Оставшись наедине с молодой женщиной, барон, казалось, начал испытывать душевные колебания. Рауль заметил его блуждающий взгляд, выдававший намерение что-то сказать или сделать. Но говорить прямо, без обиняков, ему явно не хотелось.
– Молитесь Богу, мадам, – вдруг заявил он.
Она с недоумением спросила:
– Молиться Богу? К чему этот совет?
Понизив голос, он ответил:
– Как вам угодно… Я только должен был вас предупредить…
– Предупредить меня о чем? – спросила она со все возрастающей тревогой.
– Бывают минуты, – пробормотал барон, – когда нужно молиться Богу, как молятся в свой смертный час…
На ее лице мгновенно отразился ужас. Она поняла, что ее ждет. Ее руки лихорадочно заметались, словно в конвульсиях.
– В смертный час? В смертный час? Но ведь речь не о смерти, правда же? Боманьян не говорил об этом… Он говорил о доме умалишенных…
Барон не ответил. Слышен был лишь голос несчастной, которая лепетала:
– О боже мой, он обманул меня… Дом умалишенных – это неправда, тут другое… Меня сбросят в море, ночью… О! Какой ужас! Но это невозможно… Мне – и умереть?!. Помогите!

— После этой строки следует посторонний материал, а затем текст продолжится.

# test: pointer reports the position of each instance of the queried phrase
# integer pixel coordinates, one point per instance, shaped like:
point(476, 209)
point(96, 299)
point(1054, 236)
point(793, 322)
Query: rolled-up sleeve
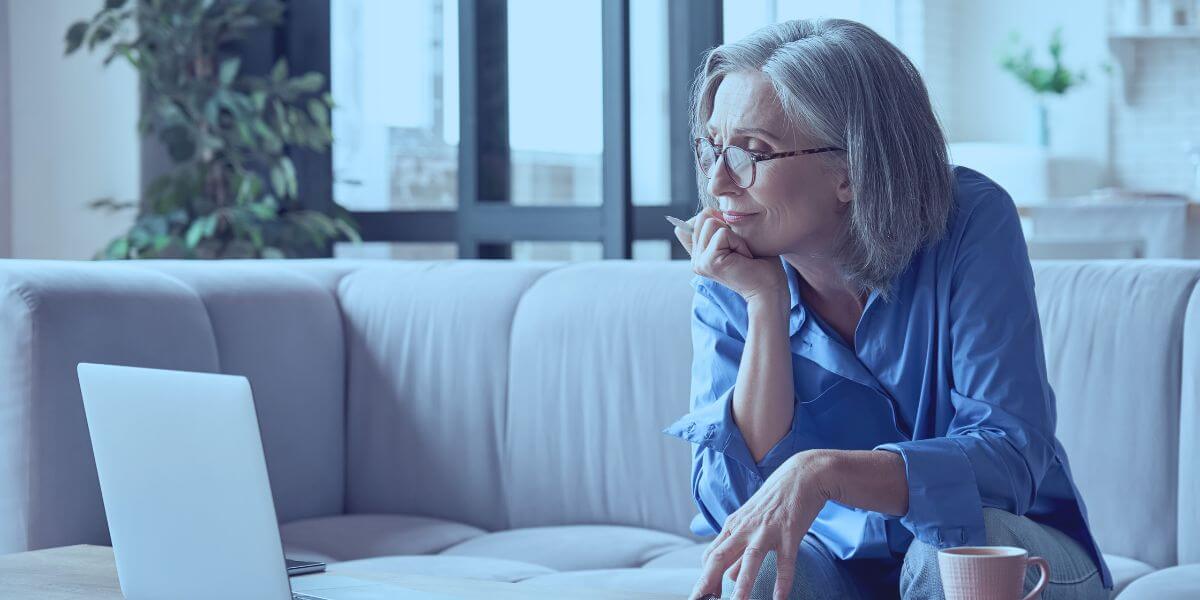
point(724, 472)
point(999, 442)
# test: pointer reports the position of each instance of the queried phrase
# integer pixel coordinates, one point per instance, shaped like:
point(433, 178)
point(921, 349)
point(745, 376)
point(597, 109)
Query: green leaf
point(309, 83)
point(179, 143)
point(277, 183)
point(75, 36)
point(229, 70)
point(318, 112)
point(195, 232)
point(289, 175)
point(280, 71)
point(263, 210)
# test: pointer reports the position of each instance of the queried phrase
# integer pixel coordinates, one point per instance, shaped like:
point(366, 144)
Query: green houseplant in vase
point(1049, 81)
point(231, 190)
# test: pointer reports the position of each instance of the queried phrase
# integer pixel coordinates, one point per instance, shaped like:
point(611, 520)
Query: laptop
point(185, 489)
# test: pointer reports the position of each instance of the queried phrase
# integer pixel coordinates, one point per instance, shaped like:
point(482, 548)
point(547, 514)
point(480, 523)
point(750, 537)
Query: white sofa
point(502, 419)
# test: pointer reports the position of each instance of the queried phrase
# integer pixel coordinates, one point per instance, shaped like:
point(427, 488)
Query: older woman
point(869, 382)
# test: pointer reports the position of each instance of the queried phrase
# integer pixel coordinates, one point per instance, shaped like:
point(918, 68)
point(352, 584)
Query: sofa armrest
point(53, 316)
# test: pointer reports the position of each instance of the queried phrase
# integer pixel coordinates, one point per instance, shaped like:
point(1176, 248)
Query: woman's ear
point(845, 193)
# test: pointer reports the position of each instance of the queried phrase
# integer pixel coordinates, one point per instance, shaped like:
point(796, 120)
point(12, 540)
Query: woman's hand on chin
point(775, 519)
point(723, 256)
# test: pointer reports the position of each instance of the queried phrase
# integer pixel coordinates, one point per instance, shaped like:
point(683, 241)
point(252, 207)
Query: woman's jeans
point(819, 574)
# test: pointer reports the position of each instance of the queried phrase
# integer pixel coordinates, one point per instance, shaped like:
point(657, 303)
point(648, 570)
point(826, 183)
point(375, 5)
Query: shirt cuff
point(713, 426)
point(945, 508)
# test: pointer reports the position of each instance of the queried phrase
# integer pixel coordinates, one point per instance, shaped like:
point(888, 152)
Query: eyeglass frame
point(755, 159)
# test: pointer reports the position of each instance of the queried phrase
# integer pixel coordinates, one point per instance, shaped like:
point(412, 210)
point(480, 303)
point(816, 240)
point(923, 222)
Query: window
point(513, 129)
point(395, 83)
point(556, 114)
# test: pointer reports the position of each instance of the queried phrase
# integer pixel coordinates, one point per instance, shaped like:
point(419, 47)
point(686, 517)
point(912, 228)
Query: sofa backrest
point(1189, 437)
point(1114, 345)
point(507, 394)
point(427, 348)
point(279, 324)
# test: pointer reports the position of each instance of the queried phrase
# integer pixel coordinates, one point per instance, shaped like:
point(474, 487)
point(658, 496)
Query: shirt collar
point(793, 287)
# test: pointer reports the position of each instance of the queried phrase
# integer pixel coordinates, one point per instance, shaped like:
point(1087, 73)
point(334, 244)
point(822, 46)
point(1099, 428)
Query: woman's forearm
point(863, 479)
point(763, 394)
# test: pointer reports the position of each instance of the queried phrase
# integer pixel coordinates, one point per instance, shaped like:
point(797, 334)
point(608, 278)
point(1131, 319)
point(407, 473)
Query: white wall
point(5, 184)
point(72, 138)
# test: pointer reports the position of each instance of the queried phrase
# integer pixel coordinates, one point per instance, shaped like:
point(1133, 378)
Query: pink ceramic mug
point(989, 573)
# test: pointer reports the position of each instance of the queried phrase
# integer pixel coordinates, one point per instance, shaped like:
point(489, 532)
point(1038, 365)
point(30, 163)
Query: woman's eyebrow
point(744, 131)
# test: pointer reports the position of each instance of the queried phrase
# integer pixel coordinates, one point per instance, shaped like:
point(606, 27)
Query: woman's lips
point(735, 217)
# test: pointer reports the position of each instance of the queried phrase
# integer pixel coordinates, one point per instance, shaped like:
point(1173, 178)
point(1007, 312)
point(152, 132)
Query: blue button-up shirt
point(949, 373)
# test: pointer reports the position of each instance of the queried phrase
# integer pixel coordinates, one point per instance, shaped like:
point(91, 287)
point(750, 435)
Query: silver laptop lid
point(184, 484)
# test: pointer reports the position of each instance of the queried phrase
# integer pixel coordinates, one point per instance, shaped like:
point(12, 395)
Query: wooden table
point(73, 573)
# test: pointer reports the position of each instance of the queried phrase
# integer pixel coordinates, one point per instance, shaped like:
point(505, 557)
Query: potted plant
point(1044, 81)
point(231, 191)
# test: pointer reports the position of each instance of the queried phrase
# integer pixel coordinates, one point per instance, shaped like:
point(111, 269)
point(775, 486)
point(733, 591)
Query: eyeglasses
point(739, 162)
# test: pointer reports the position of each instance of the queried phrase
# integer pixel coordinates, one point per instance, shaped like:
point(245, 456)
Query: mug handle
point(1044, 567)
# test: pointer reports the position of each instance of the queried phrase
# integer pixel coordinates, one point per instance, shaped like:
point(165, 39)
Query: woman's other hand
point(775, 519)
point(723, 256)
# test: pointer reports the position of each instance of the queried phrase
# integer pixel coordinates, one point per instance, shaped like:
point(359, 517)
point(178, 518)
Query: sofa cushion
point(589, 391)
point(1174, 583)
point(654, 581)
point(439, 565)
point(1189, 437)
point(353, 537)
point(573, 547)
point(53, 316)
point(297, 372)
point(688, 557)
point(1126, 570)
point(427, 367)
point(1113, 333)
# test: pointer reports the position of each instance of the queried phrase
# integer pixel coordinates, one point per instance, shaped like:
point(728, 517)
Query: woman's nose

Годфруа д’Этиг схватил припасенный плед, грубо накинул его на лицо молодой женщины и зажал ей рот рукой, чтобы заглушить крики.
Вернулся Беннето. Они вдвоем уложили свою жертву на носилки и крепко привязали к ним, пропустив между неплотно прилегающими досками веревку с железным кольцом, чтобы позже подвесить к нему камень…
Глава 4
Пробитая лодка
Сгущалась тьма. Годфруа д’Этиг зажег лампу, и кузены приготовились к своему мрачному бдению. В тусклом свете их лица, искаженные мыслью о предстоящем преступлении, выглядели зловеще.